AMD debuts cheaper Ryzen 8000 HX chips for gaming laptops as tariffs rage

From PC World: No one wants to spend more than they have to right now…meaning that it might have been an opportune time for AMD to debut its latest Ryzen 8000 Core HX mobile processors for gaming notebooks, which lack some of the features of the Ryzen 9000 series.

Essentially, the new Ryzen 8000 HX series, known as Dragon Range Refresh, is quite similar to the “Dragon Range” Ryzen 7000 HX series that AMD launched in January 2023, and should sit below the Ryzen 9 9955HX and Ryzen 9 9850HX AMD launched in conjunction with the Ryzen 9955HX3D this past January. All three of those latter chips used AMD’s Zen 5 architecture.

Both AMD’s Ryzen 7000 HX and the refreshed Ryzen 8000 HX parts both use the older Zen 4 architecture, however, and there’s no NPU, either. In fact, both the older Ryzen 7000 parts and the latest Ryzen 8000 HX series both feature processors with up to 16 cores and 32 threads and can be used in laptops with 45 to 75 watts of thermal design power, or TDP. (The default is 55W.) Both families use AMD’s TSMC’s 5nm process. One of the more significant changes AMD made has been to phase out the six-core Ryzen 5 7645HX for an 8-core Ryzen 7 8745HX.

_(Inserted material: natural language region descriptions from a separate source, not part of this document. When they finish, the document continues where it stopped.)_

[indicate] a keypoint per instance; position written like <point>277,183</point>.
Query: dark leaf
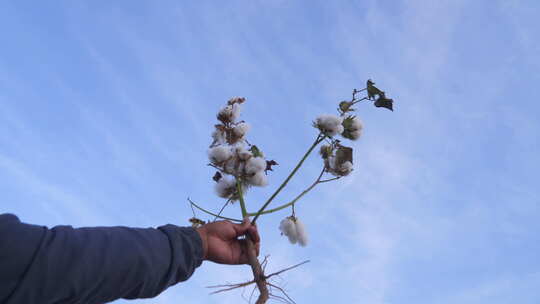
<point>255,151</point>
<point>345,106</point>
<point>217,176</point>
<point>343,154</point>
<point>373,90</point>
<point>383,102</point>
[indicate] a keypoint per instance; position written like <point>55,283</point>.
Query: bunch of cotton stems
<point>232,155</point>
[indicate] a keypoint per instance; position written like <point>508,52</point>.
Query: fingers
<point>240,229</point>
<point>243,258</point>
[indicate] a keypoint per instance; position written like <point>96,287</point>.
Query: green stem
<point>241,197</point>
<point>211,213</point>
<point>318,140</point>
<point>291,203</point>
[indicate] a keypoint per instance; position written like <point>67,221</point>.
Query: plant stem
<point>256,268</point>
<point>211,213</point>
<point>241,197</point>
<point>317,181</point>
<point>318,140</point>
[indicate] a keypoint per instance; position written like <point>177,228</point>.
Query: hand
<point>221,243</point>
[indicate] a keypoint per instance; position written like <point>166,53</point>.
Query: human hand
<point>222,245</point>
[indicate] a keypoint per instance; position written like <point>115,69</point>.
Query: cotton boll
<point>225,187</point>
<point>301,233</point>
<point>241,129</point>
<point>288,228</point>
<point>219,137</point>
<point>235,112</point>
<point>255,164</point>
<point>229,113</point>
<point>219,154</point>
<point>352,128</point>
<point>354,135</point>
<point>329,124</point>
<point>346,168</point>
<point>258,179</point>
<point>236,99</point>
<point>356,124</point>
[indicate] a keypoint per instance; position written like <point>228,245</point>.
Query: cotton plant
<point>241,165</point>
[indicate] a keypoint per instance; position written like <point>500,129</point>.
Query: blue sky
<point>106,110</point>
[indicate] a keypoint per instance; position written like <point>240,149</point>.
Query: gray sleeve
<point>92,265</point>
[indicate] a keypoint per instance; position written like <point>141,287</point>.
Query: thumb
<point>241,229</point>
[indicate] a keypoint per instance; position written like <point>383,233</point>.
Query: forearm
<point>96,265</point>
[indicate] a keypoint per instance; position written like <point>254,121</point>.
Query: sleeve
<point>92,265</point>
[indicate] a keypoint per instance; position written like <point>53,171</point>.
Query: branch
<point>317,181</point>
<point>211,213</point>
<point>319,138</point>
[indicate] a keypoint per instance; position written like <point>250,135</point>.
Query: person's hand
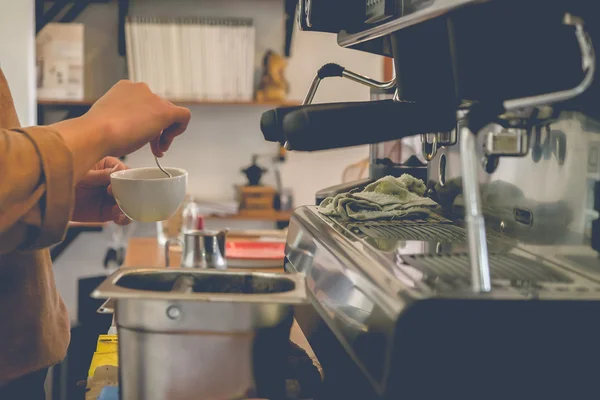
<point>93,195</point>
<point>132,116</point>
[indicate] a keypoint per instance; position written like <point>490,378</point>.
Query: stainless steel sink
<point>191,333</point>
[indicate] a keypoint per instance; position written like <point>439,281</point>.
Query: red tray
<point>255,250</point>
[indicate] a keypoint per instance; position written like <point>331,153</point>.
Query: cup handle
<point>167,243</point>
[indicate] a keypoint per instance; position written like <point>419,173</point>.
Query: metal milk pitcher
<point>201,249</point>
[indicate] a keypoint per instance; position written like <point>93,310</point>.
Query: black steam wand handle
<point>308,129</point>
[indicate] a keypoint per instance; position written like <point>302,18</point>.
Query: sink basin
<point>194,333</point>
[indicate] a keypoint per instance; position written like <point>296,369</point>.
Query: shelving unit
<point>89,103</point>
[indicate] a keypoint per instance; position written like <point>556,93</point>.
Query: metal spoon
<point>161,168</point>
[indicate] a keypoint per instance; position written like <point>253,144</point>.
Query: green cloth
<point>388,198</point>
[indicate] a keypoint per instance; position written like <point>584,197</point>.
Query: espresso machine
<point>500,298</point>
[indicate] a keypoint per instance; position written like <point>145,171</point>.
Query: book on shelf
<point>60,62</point>
<point>210,59</point>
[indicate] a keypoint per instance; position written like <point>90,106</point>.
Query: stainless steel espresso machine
<point>501,299</point>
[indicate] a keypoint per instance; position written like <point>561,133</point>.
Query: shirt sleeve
<point>37,189</point>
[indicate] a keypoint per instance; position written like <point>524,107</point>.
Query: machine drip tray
<point>503,267</point>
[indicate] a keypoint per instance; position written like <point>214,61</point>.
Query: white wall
<point>17,55</point>
<point>221,139</point>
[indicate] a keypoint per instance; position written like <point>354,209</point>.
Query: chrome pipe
<point>588,63</point>
<point>478,251</point>
<point>365,80</point>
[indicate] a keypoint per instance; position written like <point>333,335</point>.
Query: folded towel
<point>387,198</point>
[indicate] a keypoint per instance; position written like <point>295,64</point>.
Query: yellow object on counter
<point>106,354</point>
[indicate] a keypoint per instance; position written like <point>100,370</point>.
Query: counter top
<point>146,252</point>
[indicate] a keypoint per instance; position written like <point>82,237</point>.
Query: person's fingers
<point>180,118</point>
<point>100,177</point>
<point>155,146</point>
<point>114,164</point>
<point>118,217</point>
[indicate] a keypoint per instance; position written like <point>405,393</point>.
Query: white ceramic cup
<point>147,194</point>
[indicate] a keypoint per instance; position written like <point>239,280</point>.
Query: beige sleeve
<point>37,189</point>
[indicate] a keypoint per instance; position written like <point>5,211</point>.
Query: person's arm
<point>36,188</point>
<point>40,166</point>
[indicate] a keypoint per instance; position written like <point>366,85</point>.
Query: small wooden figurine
<point>273,85</point>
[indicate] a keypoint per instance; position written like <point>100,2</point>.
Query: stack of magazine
<point>193,58</point>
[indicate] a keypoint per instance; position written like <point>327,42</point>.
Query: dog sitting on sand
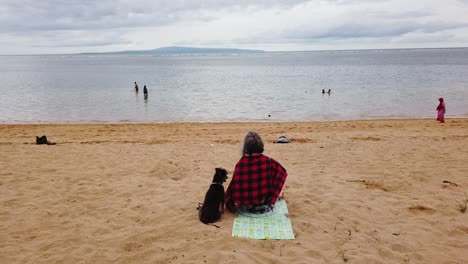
<point>213,205</point>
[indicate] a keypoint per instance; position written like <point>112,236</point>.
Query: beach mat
<point>276,226</point>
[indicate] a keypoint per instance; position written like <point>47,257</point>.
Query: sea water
<point>270,86</point>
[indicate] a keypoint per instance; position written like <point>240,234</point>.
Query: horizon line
<point>260,50</point>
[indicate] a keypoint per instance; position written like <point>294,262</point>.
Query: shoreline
<point>368,191</point>
<point>241,122</point>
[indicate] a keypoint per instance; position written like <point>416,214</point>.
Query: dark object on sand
<point>43,140</point>
<point>213,205</point>
<point>283,139</point>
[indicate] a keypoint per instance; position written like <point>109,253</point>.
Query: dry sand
<point>357,192</point>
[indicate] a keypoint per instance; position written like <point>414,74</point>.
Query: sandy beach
<point>380,191</point>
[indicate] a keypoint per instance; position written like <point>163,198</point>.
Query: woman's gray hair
<point>252,144</point>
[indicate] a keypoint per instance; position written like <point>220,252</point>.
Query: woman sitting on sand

The 8000HX Series is a refresh of the 7000HX Series with a few key differences in clock speeds and firmware, an AMD representative said in an email. “However, the 8000HX Series is intended to be paired with newer, more powerful discrete GPUs, and offers users more options for those looking to get into systems with the latest graphics,” he added.